Thursday, May 28, 2015

Interactive Strip Maps

Strip maps are very useful when you want to provide a navigation aide from one specific location to another. These maps, which represent a linear route and leave out geographical detail beyond a thin corridor, provide a focused guide to navigation and essentially ignore any geographical knowledge which isn't germane to the journey.

Linear strip maps have a long history. One great example is John Ogilby's 1675 Britannia Atlas (one panel of which is pictured on the right). Ogilby's atlas is presented in a series of scrolls. Each scroll depicts just one journey - from one English town to another destination town.

Strip maps are still very popular today, particularly in transit maps. Most subway trains around the world feature strip maps, representing the subway route as one vertical line from a terminal subway station at one end to the other terminal at the other, with all the subway stations in between depicted in order.
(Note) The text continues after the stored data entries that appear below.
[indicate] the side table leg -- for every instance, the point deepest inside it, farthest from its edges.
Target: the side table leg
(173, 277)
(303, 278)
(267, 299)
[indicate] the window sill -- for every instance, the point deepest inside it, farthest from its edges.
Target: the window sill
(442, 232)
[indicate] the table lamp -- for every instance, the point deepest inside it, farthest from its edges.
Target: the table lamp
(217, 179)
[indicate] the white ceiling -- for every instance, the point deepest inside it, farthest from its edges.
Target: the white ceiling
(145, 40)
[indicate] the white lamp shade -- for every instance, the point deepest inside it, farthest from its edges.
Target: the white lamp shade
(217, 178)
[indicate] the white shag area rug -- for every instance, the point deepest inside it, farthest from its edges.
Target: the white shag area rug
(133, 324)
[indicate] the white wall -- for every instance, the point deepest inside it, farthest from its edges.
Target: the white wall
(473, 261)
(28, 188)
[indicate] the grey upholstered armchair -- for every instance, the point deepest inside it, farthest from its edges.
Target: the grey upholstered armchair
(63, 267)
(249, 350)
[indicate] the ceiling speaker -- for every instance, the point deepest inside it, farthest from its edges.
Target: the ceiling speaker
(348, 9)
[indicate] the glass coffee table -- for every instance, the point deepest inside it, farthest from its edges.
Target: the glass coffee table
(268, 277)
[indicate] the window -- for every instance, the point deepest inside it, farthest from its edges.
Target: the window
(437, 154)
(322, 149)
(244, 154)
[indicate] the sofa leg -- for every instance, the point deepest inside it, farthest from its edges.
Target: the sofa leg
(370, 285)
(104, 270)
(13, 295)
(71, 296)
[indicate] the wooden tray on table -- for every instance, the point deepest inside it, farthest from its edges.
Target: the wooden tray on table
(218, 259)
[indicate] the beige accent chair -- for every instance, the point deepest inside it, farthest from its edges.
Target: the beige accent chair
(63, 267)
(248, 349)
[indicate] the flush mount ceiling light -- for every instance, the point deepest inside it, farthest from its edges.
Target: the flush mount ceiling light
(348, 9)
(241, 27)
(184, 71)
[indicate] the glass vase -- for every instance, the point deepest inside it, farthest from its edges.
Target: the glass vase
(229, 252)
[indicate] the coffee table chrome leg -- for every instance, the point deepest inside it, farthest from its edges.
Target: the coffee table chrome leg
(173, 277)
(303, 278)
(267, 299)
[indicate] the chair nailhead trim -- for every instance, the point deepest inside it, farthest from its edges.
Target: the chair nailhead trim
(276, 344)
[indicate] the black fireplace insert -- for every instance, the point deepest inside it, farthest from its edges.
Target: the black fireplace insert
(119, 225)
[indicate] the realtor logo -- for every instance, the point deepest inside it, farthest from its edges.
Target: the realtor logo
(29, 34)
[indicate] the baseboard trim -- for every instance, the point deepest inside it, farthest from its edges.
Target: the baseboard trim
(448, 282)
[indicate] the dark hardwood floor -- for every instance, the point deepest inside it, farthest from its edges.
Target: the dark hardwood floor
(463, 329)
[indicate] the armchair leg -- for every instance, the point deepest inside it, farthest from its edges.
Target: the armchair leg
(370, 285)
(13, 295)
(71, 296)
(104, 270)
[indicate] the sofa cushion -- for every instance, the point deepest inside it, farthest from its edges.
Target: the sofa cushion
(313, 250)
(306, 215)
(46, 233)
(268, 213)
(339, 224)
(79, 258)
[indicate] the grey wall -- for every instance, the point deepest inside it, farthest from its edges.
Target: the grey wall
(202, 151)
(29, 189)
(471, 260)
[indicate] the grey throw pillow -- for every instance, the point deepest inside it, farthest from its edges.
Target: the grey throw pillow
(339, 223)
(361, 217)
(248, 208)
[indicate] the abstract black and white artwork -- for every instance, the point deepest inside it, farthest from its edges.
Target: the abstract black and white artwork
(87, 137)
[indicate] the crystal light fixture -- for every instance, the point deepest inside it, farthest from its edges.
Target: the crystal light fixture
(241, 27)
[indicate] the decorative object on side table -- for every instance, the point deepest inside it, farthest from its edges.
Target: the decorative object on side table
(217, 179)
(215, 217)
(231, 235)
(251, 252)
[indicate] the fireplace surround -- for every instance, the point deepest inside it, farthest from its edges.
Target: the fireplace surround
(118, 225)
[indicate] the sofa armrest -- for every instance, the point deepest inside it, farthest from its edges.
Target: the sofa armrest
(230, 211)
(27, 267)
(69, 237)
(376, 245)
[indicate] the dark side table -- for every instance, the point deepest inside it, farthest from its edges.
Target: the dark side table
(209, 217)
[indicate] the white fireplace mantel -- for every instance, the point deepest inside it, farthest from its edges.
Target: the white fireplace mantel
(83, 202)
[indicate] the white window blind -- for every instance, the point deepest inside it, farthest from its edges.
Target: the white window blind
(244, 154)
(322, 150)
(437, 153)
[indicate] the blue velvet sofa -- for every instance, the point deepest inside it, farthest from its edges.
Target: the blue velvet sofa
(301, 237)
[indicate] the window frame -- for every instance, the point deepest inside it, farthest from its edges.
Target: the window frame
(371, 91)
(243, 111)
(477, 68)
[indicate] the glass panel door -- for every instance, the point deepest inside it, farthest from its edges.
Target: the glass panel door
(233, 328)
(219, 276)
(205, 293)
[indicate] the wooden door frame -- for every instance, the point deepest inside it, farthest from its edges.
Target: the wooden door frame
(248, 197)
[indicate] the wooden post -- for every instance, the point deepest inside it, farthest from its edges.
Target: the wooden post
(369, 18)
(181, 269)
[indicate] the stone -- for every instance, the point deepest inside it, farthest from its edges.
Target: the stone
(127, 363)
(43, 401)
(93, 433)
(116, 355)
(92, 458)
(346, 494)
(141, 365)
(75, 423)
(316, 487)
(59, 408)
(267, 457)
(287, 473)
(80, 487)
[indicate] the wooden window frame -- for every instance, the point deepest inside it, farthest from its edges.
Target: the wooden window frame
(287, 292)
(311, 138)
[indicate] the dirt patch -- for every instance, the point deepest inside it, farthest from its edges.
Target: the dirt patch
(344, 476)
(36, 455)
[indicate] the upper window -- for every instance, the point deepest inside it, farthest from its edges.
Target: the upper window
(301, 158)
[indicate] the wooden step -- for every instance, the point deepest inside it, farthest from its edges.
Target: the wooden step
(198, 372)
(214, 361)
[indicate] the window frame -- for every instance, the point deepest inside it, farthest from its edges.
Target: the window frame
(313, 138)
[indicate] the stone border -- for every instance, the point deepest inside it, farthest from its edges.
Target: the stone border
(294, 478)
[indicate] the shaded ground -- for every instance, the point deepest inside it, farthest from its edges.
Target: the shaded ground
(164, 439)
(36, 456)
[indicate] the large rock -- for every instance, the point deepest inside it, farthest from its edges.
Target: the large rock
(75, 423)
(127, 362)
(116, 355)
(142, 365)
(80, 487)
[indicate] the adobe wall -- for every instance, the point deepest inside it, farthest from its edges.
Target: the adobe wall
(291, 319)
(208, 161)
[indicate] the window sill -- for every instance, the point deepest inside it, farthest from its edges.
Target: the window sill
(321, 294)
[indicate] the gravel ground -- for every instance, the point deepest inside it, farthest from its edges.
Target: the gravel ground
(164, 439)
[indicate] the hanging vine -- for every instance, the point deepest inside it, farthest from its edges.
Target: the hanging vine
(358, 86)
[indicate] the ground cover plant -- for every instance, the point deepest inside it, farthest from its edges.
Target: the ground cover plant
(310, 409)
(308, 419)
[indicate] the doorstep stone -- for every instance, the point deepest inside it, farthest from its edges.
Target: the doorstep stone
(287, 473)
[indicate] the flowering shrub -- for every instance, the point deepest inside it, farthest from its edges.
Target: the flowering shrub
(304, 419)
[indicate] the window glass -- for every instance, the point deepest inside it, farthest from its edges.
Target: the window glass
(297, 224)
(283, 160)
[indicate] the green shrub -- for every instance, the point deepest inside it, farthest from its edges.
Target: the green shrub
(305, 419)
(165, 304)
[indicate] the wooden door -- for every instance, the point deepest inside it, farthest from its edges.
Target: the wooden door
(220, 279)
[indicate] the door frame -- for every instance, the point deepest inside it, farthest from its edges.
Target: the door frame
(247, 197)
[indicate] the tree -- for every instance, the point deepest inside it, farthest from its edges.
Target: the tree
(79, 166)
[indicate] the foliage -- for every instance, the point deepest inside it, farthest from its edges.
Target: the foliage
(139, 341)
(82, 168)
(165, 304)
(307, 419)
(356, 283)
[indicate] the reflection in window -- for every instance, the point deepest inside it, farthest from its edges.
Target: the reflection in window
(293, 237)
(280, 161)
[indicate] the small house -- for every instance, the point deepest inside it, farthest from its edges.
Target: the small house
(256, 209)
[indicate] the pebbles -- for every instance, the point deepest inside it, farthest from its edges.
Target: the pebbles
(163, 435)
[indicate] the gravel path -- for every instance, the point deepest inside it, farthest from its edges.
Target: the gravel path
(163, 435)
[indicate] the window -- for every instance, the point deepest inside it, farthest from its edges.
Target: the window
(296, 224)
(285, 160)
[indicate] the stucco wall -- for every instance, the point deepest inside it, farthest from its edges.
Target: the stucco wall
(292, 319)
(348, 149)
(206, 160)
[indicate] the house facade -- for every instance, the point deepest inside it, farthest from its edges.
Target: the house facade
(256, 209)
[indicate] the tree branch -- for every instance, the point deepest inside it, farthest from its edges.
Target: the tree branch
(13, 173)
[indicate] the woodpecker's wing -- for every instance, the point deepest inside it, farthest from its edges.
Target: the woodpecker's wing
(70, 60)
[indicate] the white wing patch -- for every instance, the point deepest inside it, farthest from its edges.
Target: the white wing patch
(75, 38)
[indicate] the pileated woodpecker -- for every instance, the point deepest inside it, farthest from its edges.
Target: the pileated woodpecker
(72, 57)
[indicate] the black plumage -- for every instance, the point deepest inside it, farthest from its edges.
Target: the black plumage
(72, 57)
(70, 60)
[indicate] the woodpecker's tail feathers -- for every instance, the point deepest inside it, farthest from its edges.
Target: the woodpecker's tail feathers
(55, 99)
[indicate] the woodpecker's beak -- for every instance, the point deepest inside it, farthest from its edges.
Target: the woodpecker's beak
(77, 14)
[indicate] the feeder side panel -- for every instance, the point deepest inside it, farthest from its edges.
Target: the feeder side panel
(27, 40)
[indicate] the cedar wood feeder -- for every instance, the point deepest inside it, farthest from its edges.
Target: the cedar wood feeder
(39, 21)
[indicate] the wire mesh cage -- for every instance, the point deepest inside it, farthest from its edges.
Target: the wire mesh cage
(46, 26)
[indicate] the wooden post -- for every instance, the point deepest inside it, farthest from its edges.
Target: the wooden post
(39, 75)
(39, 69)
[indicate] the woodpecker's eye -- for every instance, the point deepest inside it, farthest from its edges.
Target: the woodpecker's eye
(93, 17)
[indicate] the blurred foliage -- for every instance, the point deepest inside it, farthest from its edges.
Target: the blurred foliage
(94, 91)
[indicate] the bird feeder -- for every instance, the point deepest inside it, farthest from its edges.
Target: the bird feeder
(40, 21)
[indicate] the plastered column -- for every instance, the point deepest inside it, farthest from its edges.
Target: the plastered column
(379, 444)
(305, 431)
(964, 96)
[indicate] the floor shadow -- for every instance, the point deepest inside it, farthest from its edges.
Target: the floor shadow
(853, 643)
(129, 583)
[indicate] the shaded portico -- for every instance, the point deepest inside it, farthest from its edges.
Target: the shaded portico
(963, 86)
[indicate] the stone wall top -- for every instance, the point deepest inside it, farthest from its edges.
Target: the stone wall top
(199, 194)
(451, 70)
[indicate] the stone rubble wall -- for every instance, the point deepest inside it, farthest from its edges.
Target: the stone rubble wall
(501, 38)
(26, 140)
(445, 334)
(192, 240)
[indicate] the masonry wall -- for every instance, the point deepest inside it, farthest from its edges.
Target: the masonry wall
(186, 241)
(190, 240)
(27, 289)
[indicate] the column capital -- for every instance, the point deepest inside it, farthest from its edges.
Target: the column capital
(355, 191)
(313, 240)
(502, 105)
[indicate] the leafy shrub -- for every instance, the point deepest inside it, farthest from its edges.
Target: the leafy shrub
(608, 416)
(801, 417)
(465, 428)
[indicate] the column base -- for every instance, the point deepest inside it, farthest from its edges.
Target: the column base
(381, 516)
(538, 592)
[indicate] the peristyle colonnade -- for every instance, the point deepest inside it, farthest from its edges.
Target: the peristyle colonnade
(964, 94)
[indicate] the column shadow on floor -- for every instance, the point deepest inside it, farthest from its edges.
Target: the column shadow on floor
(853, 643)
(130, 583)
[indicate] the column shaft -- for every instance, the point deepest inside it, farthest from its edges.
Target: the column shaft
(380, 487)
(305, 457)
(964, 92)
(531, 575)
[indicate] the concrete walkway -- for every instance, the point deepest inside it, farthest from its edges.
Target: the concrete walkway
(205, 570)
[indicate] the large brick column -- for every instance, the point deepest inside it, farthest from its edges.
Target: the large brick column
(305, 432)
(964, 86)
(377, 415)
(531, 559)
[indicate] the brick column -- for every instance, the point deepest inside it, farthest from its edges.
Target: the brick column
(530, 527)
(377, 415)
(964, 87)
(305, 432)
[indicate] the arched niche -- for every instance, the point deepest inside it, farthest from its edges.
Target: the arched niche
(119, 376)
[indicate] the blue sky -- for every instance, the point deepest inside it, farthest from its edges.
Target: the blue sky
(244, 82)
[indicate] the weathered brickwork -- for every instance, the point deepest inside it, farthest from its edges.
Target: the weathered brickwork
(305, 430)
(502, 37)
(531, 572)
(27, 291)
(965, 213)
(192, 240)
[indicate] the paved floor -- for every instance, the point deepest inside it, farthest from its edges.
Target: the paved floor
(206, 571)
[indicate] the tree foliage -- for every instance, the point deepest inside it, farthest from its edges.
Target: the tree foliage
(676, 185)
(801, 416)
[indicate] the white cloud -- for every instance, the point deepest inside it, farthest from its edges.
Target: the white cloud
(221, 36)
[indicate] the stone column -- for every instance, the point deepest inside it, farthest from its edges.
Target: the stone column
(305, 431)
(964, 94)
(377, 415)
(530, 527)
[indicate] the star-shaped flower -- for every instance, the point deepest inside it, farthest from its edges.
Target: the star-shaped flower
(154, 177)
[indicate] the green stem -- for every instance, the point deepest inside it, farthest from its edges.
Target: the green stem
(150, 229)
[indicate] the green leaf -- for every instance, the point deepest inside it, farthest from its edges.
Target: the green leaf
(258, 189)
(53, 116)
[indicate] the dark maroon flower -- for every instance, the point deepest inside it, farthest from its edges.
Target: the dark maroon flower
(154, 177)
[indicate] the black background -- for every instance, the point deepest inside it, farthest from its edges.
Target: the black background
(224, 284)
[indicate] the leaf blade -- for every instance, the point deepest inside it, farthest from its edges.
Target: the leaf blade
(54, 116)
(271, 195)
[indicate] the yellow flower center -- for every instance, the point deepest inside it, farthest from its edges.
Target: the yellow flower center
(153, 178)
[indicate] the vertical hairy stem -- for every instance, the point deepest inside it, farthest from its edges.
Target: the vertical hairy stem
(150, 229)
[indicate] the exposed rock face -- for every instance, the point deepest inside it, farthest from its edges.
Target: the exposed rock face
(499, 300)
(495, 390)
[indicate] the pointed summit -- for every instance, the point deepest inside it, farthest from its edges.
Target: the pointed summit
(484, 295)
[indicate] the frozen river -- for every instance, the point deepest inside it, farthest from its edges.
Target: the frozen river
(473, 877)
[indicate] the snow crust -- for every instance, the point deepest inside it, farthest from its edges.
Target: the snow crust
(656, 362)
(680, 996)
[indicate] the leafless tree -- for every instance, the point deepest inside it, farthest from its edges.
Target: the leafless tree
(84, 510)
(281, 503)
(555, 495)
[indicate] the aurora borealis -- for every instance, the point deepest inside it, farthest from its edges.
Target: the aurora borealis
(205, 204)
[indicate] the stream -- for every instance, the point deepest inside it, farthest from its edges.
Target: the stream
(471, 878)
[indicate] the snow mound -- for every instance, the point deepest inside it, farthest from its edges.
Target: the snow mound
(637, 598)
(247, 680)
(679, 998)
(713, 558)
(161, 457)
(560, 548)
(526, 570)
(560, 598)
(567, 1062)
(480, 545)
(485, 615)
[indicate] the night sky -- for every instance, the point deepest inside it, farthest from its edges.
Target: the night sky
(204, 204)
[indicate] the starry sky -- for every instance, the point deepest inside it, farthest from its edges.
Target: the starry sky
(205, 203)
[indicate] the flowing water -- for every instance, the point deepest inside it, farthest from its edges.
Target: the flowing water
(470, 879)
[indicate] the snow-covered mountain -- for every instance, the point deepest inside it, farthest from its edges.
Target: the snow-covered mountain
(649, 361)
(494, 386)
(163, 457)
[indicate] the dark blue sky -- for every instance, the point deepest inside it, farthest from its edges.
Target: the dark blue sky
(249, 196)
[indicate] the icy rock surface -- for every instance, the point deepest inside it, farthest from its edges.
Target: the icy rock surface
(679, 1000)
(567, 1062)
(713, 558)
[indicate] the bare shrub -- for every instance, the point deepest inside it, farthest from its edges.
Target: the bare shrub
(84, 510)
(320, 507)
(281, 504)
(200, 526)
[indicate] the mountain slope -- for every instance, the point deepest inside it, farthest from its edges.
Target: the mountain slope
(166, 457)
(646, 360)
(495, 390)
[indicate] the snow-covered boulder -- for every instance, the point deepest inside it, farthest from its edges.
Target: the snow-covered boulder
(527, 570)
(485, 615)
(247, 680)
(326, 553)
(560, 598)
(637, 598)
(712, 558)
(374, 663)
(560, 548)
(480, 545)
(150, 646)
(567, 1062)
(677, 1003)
It is a little surprising that we don't see more interactive strip maps on the internet. The browser, with its often linear scrolling method of navigation, seems to lend itself rather well to the strip map format. However interactive strip maps on the web seem to be few and far between.

Propublica has just published a really nicely created strip map, called Killing the Colorado. The map takes the user on a journey down the Colorado river, exploring how man is engineering the death of this once great river.


As you scroll down the page you follow the course of the river overlaid on a satellite view. On your journey down the river information windows open highlighting some of the water projects that are draining water from the river.

The Propublica map owes a lot of its inspiration to the New York Times' A Rogue State Along Two Rivers. A Rogue State Along Two Rivers explores the rise of ISIS by following the paths of the Tigris and Euphrates Rivers. The interactive stitches together a series of aerial images of both rivers to create a strip map which you navigate by scrolling down the page.


Obviously there is a danger with this kind of linear narrative that the medium becomes the whole message. Any ISIS related news stories which occur some distance from the two rivers are not going to make it to the map. However the fact that urban settlements in northern and western Iraq grew-up along the two rivers means that this linear form of narrative works very well in exploring the rise of ISIS in Iraq.

As you scroll down either river overlays explain the situation in towns and cities, often with links to fuller reports in the New York Times.